In „Man On Wire“ indes wird ein Spiel mit dem Rezipienten inszeniert. Eigentlich eine Dokumentation über den Seiltänzer Philippe Petit, der Mitte der 1970er-Jahre einen 45-minütigen Drahtseilakt ohne Netz und doppelten Boden zwischen den beiden neu errichteten Türmen vollführte, scheint der eigentliche Protagonist des Dokumentarfilms trotz seiner waghalsigen Artistennummer nicht der Seiltänzer Petit sondern das Gebäude selbst zu sein. Durch die ständige Präsenz der Türme im Film nämlich wird ihre Absenz in der Gegenwart erst deutlich. Das World Trade Center wird zum Zeichen und die Erinnerung an Petits Kunststück gleichsam zur Evokation einer Vergangenheit ohne das Wissen den schmerzhaften Einschnitt ‚9-11‘. Petits Aktion mag ein Stück New Yorker Stadtfolklore sein, doch der Erfolg des Films weltweit lässt sich nur mit Sharpes ständigem Verweis auf die Türme als Symbol einer kulturellen Zäsur deuten, auch wenn dieses Element niemals in „Man On Wire“ angesprochen wird.

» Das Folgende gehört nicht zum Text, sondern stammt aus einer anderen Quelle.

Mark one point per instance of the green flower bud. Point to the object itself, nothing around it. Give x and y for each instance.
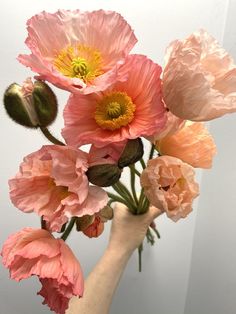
(45, 103)
(31, 105)
(132, 153)
(104, 175)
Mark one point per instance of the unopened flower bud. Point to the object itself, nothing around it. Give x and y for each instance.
(132, 153)
(32, 104)
(83, 222)
(104, 175)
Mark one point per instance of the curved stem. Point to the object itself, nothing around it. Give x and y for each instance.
(121, 200)
(132, 182)
(69, 228)
(50, 137)
(140, 249)
(43, 224)
(124, 189)
(143, 163)
(135, 170)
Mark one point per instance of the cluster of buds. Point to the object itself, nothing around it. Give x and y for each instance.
(32, 105)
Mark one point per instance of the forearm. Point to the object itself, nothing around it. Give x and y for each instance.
(101, 284)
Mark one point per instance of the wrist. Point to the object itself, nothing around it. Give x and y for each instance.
(119, 252)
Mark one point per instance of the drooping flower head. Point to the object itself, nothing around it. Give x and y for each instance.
(52, 183)
(127, 110)
(192, 144)
(78, 51)
(199, 79)
(36, 252)
(169, 185)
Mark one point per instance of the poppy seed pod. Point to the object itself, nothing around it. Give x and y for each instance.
(104, 175)
(31, 105)
(132, 153)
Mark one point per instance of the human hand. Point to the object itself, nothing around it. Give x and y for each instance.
(128, 230)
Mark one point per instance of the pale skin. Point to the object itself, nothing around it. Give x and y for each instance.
(127, 233)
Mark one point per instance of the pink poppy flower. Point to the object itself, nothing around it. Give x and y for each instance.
(192, 144)
(52, 183)
(170, 186)
(199, 80)
(127, 110)
(36, 252)
(78, 51)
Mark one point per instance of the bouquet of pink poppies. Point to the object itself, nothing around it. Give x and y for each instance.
(119, 104)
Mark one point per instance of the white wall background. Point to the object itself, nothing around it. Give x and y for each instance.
(163, 285)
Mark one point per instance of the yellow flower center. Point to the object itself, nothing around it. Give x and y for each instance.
(79, 61)
(114, 111)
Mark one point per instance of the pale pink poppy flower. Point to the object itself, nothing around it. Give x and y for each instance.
(127, 110)
(192, 144)
(173, 124)
(78, 51)
(169, 185)
(199, 79)
(36, 252)
(52, 182)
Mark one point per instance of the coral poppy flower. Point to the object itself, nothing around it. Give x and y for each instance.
(169, 185)
(36, 252)
(52, 183)
(199, 80)
(78, 51)
(127, 110)
(192, 144)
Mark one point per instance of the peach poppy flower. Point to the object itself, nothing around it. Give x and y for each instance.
(127, 110)
(78, 51)
(35, 252)
(199, 79)
(52, 183)
(170, 186)
(192, 144)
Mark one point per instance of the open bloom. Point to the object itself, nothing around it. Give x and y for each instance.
(36, 252)
(52, 183)
(192, 144)
(170, 186)
(126, 110)
(199, 80)
(78, 51)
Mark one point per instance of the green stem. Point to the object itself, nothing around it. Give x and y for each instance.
(132, 181)
(69, 228)
(116, 198)
(150, 237)
(135, 170)
(50, 137)
(140, 249)
(124, 189)
(156, 232)
(43, 224)
(143, 163)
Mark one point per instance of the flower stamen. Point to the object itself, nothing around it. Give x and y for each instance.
(79, 61)
(114, 111)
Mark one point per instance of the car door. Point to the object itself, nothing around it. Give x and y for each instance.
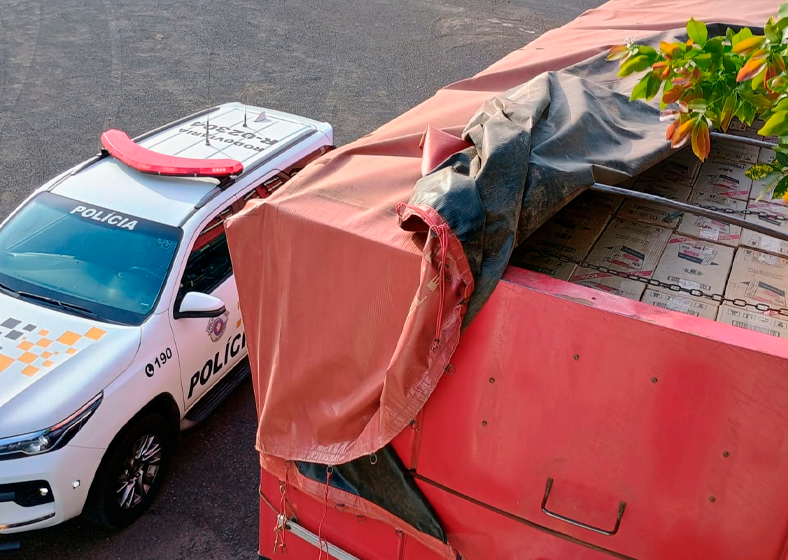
(208, 347)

So kann beobachtet werden, wie die drei Phasen der künstlerischen Auseinandersetzung mit 9-11 Ergebnis einer fast als natürlich zu bezeichnenden narrativen Entwicklung sind. Das anfängliche, schockierte Verschweigen und Verschleiern verweigert sich bewusst der voyeuristischen Nachfrage seitens der Massenmedien. Erst nach einigen Jahren folgt eine Phase der direkten Auseinandersetzung, die jedoch, zumal in der amerikanischen Literatur und im amerikanischen Film, geballt und teilweise (kommerziell) berechnend erscheint. Zehn Jahre nach 9-11 scheint dann keine direkte Auseinandersetzung mehr stattzufinden, sondern 9-11 tatsächlich vornehmlich als universell erkennbares Zeichen verwendet zu werden, das es den Autoren oder Filmemachern erlaubt, ein postmodernes Spiel mit dem Rezipienten zu treiben.

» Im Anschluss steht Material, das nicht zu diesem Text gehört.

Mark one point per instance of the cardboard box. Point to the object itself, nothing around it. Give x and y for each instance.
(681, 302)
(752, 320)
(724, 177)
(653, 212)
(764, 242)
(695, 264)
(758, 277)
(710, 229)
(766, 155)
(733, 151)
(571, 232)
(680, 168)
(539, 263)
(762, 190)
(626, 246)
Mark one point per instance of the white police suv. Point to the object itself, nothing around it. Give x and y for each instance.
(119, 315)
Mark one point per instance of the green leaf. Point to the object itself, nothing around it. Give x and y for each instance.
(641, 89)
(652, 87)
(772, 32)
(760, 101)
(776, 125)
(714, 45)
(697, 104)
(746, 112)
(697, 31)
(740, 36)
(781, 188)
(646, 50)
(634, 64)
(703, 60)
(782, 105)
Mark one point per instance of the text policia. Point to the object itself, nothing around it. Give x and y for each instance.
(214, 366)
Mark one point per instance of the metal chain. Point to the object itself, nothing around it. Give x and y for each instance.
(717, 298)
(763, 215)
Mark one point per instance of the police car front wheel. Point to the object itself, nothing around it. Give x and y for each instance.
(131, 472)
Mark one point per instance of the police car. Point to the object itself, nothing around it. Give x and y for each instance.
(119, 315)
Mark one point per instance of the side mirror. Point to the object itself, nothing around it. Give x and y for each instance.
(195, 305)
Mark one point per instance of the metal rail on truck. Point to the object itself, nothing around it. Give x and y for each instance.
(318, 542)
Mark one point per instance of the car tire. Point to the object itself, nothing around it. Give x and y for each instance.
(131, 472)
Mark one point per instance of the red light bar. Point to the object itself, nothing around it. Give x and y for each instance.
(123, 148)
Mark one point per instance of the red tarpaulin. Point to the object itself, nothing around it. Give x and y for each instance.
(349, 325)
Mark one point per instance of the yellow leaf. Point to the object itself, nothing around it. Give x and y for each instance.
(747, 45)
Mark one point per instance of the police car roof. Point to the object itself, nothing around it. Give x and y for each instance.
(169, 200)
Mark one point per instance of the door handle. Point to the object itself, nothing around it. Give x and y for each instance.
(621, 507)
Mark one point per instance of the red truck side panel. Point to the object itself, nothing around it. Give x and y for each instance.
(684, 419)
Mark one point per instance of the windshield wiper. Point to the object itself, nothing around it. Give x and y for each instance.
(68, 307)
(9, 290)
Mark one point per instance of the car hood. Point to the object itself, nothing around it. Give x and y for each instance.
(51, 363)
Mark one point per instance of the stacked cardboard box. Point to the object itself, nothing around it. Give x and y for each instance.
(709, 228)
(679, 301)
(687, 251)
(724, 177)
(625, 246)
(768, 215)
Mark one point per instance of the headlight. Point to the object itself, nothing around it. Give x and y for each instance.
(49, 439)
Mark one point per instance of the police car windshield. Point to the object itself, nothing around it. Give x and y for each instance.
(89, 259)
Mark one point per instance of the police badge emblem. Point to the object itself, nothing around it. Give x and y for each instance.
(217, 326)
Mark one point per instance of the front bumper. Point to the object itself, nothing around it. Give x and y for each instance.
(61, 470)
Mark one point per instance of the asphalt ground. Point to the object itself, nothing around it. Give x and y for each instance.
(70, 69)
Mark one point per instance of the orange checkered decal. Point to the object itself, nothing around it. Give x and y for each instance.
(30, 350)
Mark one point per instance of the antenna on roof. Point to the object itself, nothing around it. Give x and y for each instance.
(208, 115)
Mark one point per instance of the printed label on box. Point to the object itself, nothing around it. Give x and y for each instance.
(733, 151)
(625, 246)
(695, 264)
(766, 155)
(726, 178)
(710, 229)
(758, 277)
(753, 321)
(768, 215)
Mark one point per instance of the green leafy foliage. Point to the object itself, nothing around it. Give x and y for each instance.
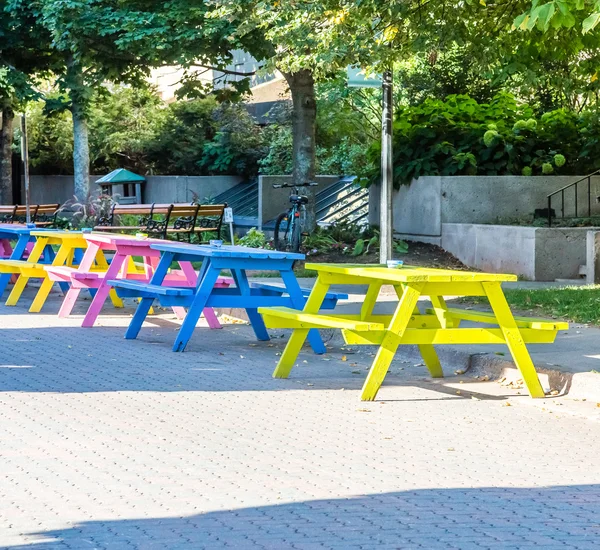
(253, 239)
(133, 128)
(460, 136)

Hierzu ist es besonders wichtig herauszustellen, dass trotz der wenigen (wenn auch prominenten) Beispiele eine Gesamttendenz des Schreibens in der amerikanischen Literatur zu beobachten ist, die versucht, das Ereignis 9-11 als teil amerikanischer Realität anzuerkennen und damit ästhetisch umzugehen. Auch jüngere Romane wie Jonathan Lethems „Freedom“ oder Joseph O’Neills „Netherlands“ bis hin zu einem New Yorker Epos wie „Let The Great World Spin“ von Colum McCann oder einem Thriller wie Richard Prices „Lush Life“, die allesamt vordergründig nichts mit 9-11 zu tun haben, setzen sich mit dem Thema mehr oder weniger verdeckt, jedoch intensiv auseinander.

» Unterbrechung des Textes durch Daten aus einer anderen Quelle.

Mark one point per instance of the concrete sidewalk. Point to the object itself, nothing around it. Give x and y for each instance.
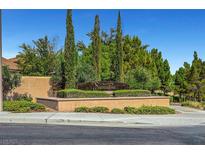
(186, 117)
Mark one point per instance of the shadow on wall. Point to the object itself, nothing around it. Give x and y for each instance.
(34, 86)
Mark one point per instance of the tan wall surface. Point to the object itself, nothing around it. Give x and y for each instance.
(34, 86)
(70, 105)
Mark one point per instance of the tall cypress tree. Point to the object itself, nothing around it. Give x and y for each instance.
(97, 48)
(70, 53)
(119, 52)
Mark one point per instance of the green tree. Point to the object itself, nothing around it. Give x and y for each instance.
(181, 82)
(196, 79)
(70, 54)
(96, 45)
(58, 77)
(119, 52)
(166, 78)
(38, 60)
(141, 78)
(10, 81)
(85, 71)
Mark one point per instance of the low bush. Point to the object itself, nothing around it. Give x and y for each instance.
(23, 106)
(117, 111)
(75, 93)
(21, 97)
(82, 109)
(102, 85)
(100, 109)
(196, 105)
(130, 110)
(131, 93)
(149, 110)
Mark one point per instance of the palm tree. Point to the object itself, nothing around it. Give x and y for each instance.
(1, 98)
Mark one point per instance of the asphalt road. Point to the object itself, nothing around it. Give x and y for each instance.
(28, 134)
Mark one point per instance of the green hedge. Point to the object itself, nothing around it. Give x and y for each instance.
(23, 106)
(196, 105)
(131, 93)
(129, 110)
(75, 93)
(149, 110)
(82, 109)
(117, 111)
(100, 109)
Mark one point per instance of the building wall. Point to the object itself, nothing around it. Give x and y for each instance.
(35, 87)
(69, 105)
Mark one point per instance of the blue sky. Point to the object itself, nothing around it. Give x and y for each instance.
(177, 33)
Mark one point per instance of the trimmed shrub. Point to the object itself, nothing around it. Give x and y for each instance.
(102, 85)
(75, 93)
(196, 105)
(82, 109)
(100, 109)
(131, 93)
(117, 111)
(155, 110)
(149, 110)
(23, 106)
(130, 110)
(22, 97)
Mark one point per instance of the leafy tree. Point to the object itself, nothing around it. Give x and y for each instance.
(85, 71)
(58, 77)
(37, 60)
(140, 78)
(96, 45)
(166, 78)
(181, 82)
(196, 79)
(119, 52)
(10, 81)
(70, 54)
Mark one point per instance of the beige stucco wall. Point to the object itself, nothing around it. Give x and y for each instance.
(69, 105)
(34, 86)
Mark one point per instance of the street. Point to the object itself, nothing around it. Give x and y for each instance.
(28, 134)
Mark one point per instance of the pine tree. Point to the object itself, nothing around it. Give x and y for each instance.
(166, 79)
(119, 52)
(70, 53)
(96, 44)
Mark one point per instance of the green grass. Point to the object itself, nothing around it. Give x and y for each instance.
(76, 93)
(131, 93)
(23, 106)
(192, 104)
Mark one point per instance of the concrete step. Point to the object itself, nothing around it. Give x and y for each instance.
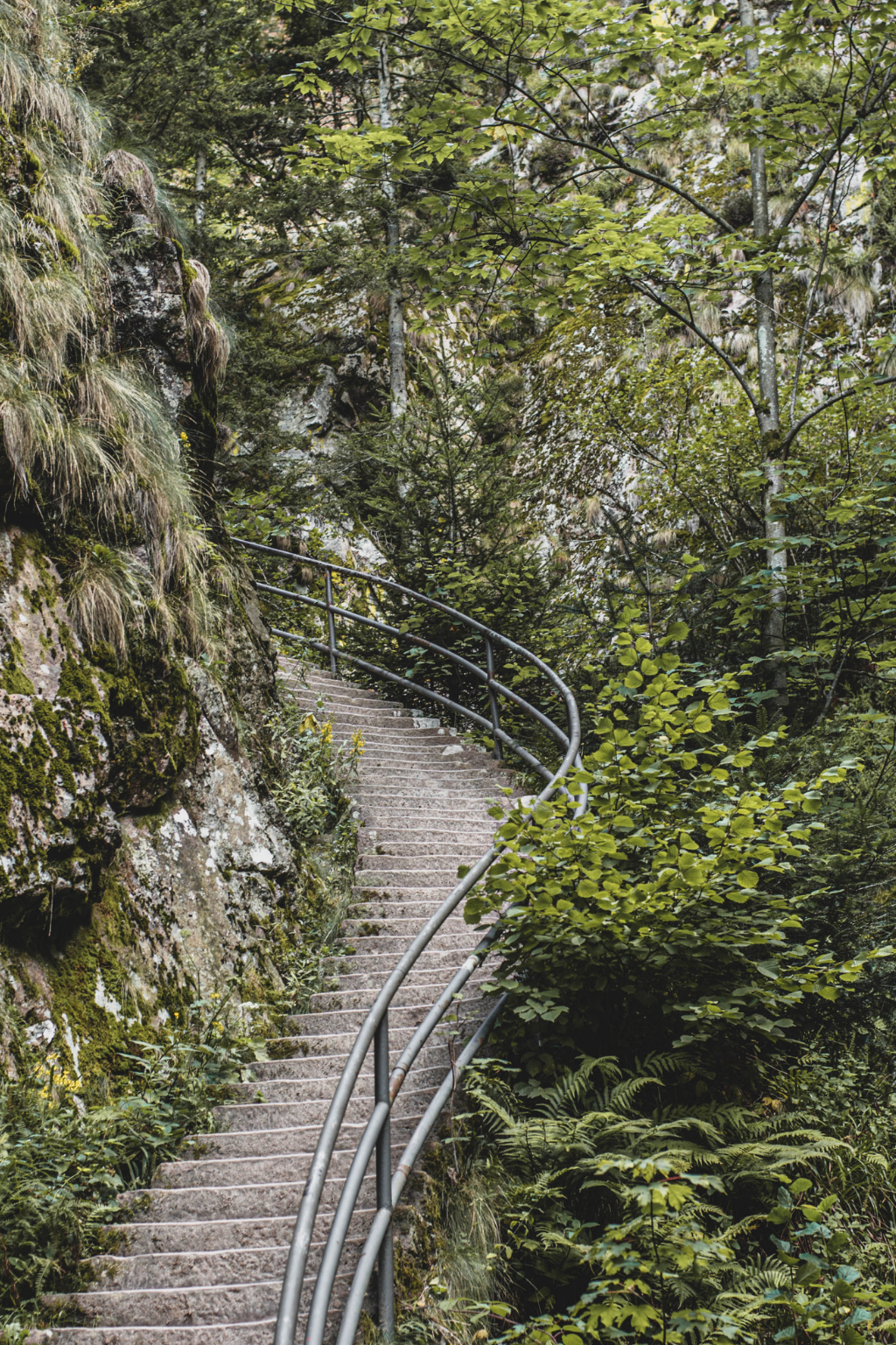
(325, 697)
(325, 1068)
(412, 851)
(187, 1306)
(255, 1200)
(370, 981)
(400, 928)
(233, 1333)
(350, 1019)
(360, 997)
(453, 936)
(230, 1266)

Ob gerade aufgrund der Universalität des Zeichens ‚9-11‘ jedoch von einer globalen kulturellen oder künstlerischen Zäsur gesprochen werden kann, ist indes fraglich. Man müsste den Gesamtkomplex ‚9-11‘ berücksichtigen, das heißt von der Heraufbeschwörung kultureller oder religiöser Konflikte über die kriegerischen Auseinandersetzungen im Nahen Osten, die den Anschlägen folgten bis hin zur unmittelbaren medialen Reaktion auf die jüngsten Anschläge in Norwegen: Obwohl sich schnell abzeichnete, dass die Terrorakte keinesfalls bisher bekannten islamistischen Mustern folgten, waren sich die Fernsehexperten in den ersten Stunden einig, dass es sich hier um islamistische Täter handeln musste; zu nah scheinen noch die Bilder des 11. September 2001 um eine rationale, reflektierte Auseinandersetzung zu erlauben. Ob jedoch hierin tatsächlich eine Zäsur liegt, wird die Zeit zeigen.